The Huskies got those eight sacks without blitzing. Not once.

Coming into this week, UW brought more than four pass-rushers on just 3.3 percent of its defensive snaps — the lowest rate in all of college football over the past five years, according to ESPN. That number, obviously, will drop after Friday’s pressure-packed performance.

On Friday night, the Huskies had six sacks in the first half as UW built a 23-0 halftime lead. (UW coaches called for a blitz twice — but one of those plays resulted in a Stanford false; and the other was blown dead to negate another UW sack.)

Stanford had allowed just four sacks total in its first three games. On Friday night, UW’s Psalm Wooching had a career-high three sacks; Joe Mathis added two; Connor O’Brien, Vita Vea and Greg Gaines added one each.

The eight sacks were the most since UW also had eight against Wyoming in 2002. The school record for sacks is 13 (done twice in 1998, against California and Utah State).

Just as important for the Huskies was that their offensive line didn’t allow a single sack of quarterback Jake Browning on Friday night.

“We all know Stanford is very good at the line of scrimmage on both sides,” UW coach Chris Petersen said. “… That was probably the No. 1 thing that jumped out is I thought our guys, on both sides of the line, really showed up tonight and were ready to compete.”

Including the lost yardage on the sacks, Stanford finished with 30 net yards rushing on 29 carries.

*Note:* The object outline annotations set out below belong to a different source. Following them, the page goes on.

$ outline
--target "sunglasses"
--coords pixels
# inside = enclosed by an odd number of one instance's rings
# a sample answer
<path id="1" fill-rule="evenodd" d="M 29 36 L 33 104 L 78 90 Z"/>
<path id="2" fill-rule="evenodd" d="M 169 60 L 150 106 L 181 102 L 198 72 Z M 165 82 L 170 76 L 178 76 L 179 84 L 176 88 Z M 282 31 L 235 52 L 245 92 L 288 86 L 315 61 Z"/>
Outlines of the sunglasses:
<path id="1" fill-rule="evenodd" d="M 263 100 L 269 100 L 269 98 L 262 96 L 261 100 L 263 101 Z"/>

That’s the fewest in a game for the Cardinal in at least eight years. Star running back Christian McCaffrey had 49 yards on 12 carries, his fewest in more than two years.

It added up to the worst loss of the David Shaw era at Stanford.

With 72,027 fans crowded in for Husky Stadium’s first sellout since the 2013 Apple Cup, the building rumbled in a way it never has since its $280 million renovation three years ago. Stanford’s offense often looked lost, and several false starts were among the Cardinal’s 11 penalties.

“The energy was amazing,” Wooching said. “It was almost like there was an earthquake on the field.”